12/11/08

Dr. Faust, meet Dr. Dewey: constructing a philosophy of medicine for the 21st century

Ultimately, because of vast historical and social forces, physicians by and large remain oriented towards an unattainable and inappropriate positivist ideal, and thereby severely compromise the deeper values of their own moral agenda. This choice—encouraged by the professionalization process—largely explains why medical ethics serves such a minor role in medical education; why complaints of medicine’s dehumanization are rampant; and why myriad studies, surveys, and testimonies attest to the lack of physician empathy. Indeed, if medicine aspires to an objective ideal at the expense of its unique value-laden agenda, the profession will be hounded by complaints that it has forsaken its ancient calling for a Faustian pact.

A self-conscious moral epistemology—an epistemology that remains aware of its ongoing negotiation of competing values and construction of its interpretative knowledge—provides a philosophy of medicine for the doctor’s diverse roles and activities. On this view, a philosophy for medicine must acknowledge the multidimensional character of medical thinking that utilizes values spanning the ideals of laboratory science to the empathetic response of humane care. But more, this philosophy must recognize a fundamental difference between the scientist’s search for the real and the physician’s pursuit of the therapeutic.

Medicine requires more than “true” outcomes (as in scientific truth-seeking); physicians embrace “best” results for the care of their patients.

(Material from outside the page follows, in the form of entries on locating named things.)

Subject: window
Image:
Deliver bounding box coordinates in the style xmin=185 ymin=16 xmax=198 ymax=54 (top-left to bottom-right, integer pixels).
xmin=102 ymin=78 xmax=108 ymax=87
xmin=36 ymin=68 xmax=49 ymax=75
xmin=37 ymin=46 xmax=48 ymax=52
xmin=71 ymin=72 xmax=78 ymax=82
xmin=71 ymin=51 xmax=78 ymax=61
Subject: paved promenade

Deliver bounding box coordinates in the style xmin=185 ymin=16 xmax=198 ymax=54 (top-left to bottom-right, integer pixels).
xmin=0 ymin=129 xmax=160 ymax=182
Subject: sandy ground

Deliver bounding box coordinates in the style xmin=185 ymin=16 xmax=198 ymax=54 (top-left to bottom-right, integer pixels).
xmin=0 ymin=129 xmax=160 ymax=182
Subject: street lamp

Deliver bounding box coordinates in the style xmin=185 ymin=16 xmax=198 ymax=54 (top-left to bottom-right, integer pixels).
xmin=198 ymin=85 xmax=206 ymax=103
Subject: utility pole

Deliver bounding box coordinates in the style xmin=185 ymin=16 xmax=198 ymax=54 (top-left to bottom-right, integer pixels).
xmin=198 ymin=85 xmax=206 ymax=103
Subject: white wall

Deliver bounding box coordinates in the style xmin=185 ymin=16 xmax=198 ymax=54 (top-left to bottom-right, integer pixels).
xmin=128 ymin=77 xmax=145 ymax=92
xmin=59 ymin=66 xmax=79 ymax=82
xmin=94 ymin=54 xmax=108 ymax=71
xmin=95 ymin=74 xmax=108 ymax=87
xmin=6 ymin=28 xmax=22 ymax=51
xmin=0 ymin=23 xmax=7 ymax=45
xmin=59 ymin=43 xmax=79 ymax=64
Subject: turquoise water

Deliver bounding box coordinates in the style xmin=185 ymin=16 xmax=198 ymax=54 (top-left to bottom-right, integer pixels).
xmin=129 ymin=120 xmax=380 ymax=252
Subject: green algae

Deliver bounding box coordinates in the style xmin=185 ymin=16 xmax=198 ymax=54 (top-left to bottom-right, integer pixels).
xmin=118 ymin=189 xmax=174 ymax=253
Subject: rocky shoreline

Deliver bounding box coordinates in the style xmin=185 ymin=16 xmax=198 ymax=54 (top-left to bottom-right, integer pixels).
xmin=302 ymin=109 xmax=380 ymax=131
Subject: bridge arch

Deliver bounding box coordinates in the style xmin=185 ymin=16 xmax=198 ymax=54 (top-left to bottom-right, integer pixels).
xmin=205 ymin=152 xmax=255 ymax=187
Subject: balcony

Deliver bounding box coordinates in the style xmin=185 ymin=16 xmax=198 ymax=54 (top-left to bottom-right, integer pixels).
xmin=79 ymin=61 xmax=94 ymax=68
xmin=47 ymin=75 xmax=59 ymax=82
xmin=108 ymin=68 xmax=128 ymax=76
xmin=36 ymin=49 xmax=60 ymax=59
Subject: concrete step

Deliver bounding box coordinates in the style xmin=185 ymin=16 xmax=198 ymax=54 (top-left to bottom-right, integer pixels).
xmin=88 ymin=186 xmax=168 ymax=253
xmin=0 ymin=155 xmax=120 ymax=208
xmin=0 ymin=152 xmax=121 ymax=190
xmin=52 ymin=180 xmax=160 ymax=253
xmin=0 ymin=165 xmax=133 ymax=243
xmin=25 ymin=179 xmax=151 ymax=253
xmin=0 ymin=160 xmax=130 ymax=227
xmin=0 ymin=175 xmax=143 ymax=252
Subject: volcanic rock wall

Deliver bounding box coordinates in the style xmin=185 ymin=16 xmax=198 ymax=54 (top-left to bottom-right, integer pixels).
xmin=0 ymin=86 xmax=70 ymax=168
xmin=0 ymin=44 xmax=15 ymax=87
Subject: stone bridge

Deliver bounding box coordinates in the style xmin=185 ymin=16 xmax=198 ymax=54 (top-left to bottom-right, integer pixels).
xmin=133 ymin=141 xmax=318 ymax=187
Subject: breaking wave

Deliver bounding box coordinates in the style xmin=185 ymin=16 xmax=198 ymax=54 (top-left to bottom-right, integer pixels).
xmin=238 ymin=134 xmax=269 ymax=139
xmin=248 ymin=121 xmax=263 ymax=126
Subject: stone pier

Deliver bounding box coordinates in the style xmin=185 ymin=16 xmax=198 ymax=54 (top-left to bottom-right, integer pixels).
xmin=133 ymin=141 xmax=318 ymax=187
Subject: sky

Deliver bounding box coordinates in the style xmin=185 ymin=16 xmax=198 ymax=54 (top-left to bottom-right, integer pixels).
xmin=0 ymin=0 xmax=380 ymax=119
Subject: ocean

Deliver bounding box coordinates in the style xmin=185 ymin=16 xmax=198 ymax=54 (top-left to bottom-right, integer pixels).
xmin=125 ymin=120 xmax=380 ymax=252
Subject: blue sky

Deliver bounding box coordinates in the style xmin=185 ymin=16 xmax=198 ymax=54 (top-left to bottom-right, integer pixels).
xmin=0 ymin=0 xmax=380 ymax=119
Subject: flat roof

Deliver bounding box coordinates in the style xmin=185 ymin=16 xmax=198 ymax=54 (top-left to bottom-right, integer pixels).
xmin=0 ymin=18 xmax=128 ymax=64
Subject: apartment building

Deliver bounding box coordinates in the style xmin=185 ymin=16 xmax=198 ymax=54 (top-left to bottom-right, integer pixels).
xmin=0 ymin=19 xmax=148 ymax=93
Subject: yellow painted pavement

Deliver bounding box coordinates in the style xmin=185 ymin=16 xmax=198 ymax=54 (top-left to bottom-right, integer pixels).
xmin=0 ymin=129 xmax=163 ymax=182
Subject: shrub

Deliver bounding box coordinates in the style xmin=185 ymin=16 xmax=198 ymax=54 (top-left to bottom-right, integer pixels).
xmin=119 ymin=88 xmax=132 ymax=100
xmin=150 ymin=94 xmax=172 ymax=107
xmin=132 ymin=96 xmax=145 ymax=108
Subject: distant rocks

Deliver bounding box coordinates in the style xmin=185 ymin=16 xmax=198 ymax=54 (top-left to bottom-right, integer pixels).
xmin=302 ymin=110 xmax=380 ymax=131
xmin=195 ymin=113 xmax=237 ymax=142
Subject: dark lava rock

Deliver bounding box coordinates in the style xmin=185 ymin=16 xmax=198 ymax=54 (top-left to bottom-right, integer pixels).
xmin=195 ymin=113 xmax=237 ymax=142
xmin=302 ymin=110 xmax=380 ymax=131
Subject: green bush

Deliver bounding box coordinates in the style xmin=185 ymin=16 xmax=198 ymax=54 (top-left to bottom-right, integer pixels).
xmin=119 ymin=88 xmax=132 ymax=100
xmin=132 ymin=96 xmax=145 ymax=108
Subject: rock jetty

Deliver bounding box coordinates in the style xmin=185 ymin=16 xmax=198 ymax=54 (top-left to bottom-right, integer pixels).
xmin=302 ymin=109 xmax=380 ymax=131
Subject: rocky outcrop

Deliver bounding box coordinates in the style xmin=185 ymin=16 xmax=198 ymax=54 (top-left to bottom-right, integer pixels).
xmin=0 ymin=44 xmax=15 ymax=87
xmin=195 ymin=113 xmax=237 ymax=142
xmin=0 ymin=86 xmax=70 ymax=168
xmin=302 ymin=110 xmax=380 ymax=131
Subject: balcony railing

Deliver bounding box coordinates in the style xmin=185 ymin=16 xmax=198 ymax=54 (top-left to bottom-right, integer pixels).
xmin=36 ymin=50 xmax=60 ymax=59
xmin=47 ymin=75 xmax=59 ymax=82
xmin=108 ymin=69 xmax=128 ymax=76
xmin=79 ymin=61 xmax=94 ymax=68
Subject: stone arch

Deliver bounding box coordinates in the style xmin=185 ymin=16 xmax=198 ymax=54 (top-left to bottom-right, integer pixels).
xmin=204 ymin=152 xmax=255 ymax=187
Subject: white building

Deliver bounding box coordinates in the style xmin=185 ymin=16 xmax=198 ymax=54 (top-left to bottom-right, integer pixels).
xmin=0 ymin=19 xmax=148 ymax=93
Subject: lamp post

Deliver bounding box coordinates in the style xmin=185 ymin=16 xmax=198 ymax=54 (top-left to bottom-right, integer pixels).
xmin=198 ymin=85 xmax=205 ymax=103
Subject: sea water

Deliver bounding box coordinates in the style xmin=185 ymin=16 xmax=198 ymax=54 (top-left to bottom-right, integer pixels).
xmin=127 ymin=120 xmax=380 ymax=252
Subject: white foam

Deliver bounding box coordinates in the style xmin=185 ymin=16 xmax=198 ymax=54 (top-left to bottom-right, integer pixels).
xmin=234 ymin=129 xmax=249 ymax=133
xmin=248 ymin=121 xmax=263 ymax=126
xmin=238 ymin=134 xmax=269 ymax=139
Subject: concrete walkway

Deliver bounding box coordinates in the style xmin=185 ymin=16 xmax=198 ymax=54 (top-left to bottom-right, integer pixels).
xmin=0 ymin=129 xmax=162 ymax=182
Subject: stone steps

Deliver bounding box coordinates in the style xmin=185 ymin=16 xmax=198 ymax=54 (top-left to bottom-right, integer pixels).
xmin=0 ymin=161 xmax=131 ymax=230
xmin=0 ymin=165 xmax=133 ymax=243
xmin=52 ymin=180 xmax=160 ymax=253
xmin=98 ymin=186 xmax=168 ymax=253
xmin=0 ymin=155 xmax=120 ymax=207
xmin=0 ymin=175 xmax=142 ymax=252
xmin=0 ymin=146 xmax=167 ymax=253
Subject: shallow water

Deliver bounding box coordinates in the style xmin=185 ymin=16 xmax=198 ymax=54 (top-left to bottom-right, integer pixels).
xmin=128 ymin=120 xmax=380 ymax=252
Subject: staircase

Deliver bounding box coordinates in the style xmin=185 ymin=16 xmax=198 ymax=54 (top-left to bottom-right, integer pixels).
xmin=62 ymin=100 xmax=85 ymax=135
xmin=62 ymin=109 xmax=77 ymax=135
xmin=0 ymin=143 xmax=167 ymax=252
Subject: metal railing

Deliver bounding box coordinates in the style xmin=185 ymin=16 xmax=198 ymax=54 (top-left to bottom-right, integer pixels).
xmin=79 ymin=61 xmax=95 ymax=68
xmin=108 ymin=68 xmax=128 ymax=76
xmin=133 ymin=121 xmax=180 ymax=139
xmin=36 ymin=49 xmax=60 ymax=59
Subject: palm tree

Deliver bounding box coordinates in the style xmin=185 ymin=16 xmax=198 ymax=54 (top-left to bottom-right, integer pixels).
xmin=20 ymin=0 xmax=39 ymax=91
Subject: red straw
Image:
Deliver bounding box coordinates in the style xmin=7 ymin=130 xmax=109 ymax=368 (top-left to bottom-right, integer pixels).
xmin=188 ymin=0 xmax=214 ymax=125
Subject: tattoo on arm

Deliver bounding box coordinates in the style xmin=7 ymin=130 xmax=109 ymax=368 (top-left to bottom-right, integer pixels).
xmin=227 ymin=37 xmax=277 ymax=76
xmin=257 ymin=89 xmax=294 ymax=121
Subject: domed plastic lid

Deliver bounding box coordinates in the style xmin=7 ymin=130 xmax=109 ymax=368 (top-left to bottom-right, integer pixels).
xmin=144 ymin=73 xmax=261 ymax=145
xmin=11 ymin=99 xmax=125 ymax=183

While seeking the “true,” patients and their caregivers are often satisfied with something else (for example, the effective intervention may be a sham treatment or a placebo). “Truth” directs clinical science, and clinical science directs itself to good outcomes, but in the hierarchy of medicine’s philosophy, it is ethics of care that directs the physician’s science and ultimately determines clinical choices.

--Alfred I. Tauber, Medicine and the Call for a Moral Epistemology, Part II: Constructing a Synthesis of Values. Perspectives in Biology & Medicine Summer 2008; 51(3).